Yet another class of parents exists with its own expectations of the schools. These are parents who themselves are dedicated liberals and who are cheering on every effort of the change agents. Parents such as these in many cases are themselves products of one of these schools where they lost their faith in fundamental matters. They have helped apply pressure to administrators to move their schools ever more leftward. They conceive of the church as a denomination and they favor the broadening of fellowship; they want their children to be confirmed in these and similar heresies. They therefore relish the liberal campus atmosphere and have only praise for heretical professors and administrators who defend and promote them. To such parents, liberalism, compromise, and open fellowship constitute “real Christianity.” They therefore rejoice in the availability of such schools that are operated by brethren. These parents have no problem finding schools controlled by brethren where their expectations will be fully satisfied. They expect and desire a liberal emphasis, and most of the schools are delivering in every respect.

Now, let us return to a consideration of faithful Christian parents. What should they expect their children to be taught in schools operated by brethren? By this question we refer to what they have a right to expect. Previously, we documented statements of various brethren who founded and/or served as administrators in the early history of several of the schools. We also quoted from some of the legal documents (e.g., deeds, charters) that were drafted so as to make the intentions of the founders unmistakable regarding respect for Biblical authority in doctrine and practice. The noble aim of these faithful men was to provide an academic environment in which the students’ faith in God and His Word would be fortified as they pursued their studies in secular fields. Further, it is clear that the design of these founders and founding documents was not merely to give the respective schools a faithful inception, but to preserve and protect their faithfulness in perpetuity. Al already noted, this solemn obligation rests principally upon the shoulders of the trustees of these schools.

On the basis of a summary of these aims and purposes of school founders and the defining legal documents describing these aims and purposes, dedicated Christian parents have the right to expect the following:

  1. Trustees who exalt the Bible and believe it is the verbally inspired, inerrant revelation of God to men.
  2. Trustees who know and understand the purpose of the founders as stated in the school charter and who are dedicated to keeping their school in harmony with said purpose
  3. Trustees who therefore will govern the school in harmony with Biblical authority
  4. Trustees who are not ashamed to identify faithful churches of Christ with the church set forth in the New Testament rather than with religious denominations of human origin
  5. Trustees who are not only members “in good standing” of a church of Christ, but who are members “in good standing” of a church of Christ that is “in good standing” with the Lord and His Word
  6. Trustees who will employ and keep employed only a president who meets all of the foregoing criteria for the trustees
  7. Trustees who have the fortitude to dismiss without hesitation a president who fails or refuses to meet these criteria
  8. A president who will secure and maintain faculty members who have unquestionably sound Biblical convictions and who will communicate these convictions to the students, whether in Bible, science, math, literature, history, physical education, or any other fields of learning
  9. A president who has the fortitude to dismiss, rather than defend, without hesitation any faculty member who fails or refuses to exhibit such unquestionable soundness
  10. Guest speakers invited to the campus for chapel, lectureships, and other special occasions who are likewise unquestionably sound in the faith (unless they have been invited for the specific purpose of refuting their errors)

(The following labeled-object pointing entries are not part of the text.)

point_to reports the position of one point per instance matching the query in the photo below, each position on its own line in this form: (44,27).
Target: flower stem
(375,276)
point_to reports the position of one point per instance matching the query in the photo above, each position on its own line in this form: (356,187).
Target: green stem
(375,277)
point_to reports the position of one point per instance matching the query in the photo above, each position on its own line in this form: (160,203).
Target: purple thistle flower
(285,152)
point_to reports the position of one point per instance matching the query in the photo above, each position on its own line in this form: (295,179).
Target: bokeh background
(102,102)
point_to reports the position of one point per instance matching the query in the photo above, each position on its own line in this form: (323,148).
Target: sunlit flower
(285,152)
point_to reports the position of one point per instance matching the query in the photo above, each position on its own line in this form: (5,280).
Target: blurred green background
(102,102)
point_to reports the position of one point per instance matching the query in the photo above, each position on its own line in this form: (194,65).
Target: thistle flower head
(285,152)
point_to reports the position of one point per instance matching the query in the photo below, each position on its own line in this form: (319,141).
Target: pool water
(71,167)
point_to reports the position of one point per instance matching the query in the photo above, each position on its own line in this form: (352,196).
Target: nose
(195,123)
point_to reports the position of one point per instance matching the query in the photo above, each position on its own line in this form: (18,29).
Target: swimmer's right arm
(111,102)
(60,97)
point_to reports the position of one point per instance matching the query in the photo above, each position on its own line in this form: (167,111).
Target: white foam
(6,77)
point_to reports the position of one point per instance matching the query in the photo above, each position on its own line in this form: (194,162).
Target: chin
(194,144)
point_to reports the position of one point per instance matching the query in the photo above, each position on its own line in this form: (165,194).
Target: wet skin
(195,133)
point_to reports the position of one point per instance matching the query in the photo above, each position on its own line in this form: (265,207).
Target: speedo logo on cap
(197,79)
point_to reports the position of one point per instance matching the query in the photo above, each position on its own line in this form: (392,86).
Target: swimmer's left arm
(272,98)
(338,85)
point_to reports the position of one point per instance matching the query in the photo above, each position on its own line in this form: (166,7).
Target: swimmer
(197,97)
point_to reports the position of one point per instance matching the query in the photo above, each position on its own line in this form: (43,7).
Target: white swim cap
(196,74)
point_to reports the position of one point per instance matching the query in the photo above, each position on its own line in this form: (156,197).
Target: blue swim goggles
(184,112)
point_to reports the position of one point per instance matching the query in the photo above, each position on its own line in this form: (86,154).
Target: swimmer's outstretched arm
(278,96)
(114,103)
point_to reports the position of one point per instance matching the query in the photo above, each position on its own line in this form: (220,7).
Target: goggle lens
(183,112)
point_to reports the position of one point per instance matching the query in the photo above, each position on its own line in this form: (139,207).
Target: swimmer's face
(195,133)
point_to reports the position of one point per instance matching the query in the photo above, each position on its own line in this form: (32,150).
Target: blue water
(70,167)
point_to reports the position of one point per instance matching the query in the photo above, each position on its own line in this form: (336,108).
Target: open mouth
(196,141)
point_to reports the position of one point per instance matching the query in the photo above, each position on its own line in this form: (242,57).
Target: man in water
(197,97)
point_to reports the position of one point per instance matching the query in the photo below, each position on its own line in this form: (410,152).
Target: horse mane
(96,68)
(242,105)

Already, we have made mention of the outright apostate condition of many of these schools and the position of compromise of those not yet in full-blown apostasy. These woeful conditions are what faithful Christian parents will actually find if they give serious consideration to existent brotherhood schools, as we shall document in part in the following section.

What Higher “Christian” Education Is Delivering and Has Produced

We are not unaware that the assertion of the previous paragraph is a significant one in its implications. We begin this section with the sober realization that this assertion will be far from popular with many, if not with most of brethren. The fact that one invites all sorts of censure, accusation, and motive judgments when he dares raise questions about or criticize a “brotherhood” school only demonstrates how dangerously powerful the schools have become. In some circles, one is far more likely to be vilified for criticizing a school than for saying all sorts of uncomplimentary and shameful things about the church of the Lord or a faithful brother who may dare raise questions about said school.

We realize that this assertion indicts numerous brethren (particularly at trustee and administrative level). Without hesitation, we charge that such brethren have led, are now leading, or have surrendered their schools to a grievously compromised posture that countermands the very fundamental truths these schools were established to inculcate and perpetuate (i.e., inspiration and authority of the Bible, Scriptural identity of the church, Biblical hermeneutics, Scriptural worship and organization, et al.). We further charge that the evidence is incontestable that the foregoing statement represents exactly what has occurred and is occurring on these campuses.

We do not come at this subject from the “anti-college” perspective of a Daniel Sommer or a J.D. Tant. Rather, we believe the Bible generically authorizes schools at whatever level that have the Bible as their foundation. We favor more of them and have enthusiastically supported, endorsed, and praised various schools in years past—as long as they remained true to the Bible and the Biblical aim of their founders. We would still support and recommend any of them that met these criteria—if we could find such a faithful institution. This writer is in some respects a “product” of Christian colleges, earning degrees as a Bible major in two of the universities founded and operated by brethren, which were colleges at the time. The education I received at both of these schools has been a great blessing to me. Brethren who have operated these schools the last few decades have not done me any personal harm, so I have no grievance of any sort on a personal level against anyone connected with any of them or against any of the schools.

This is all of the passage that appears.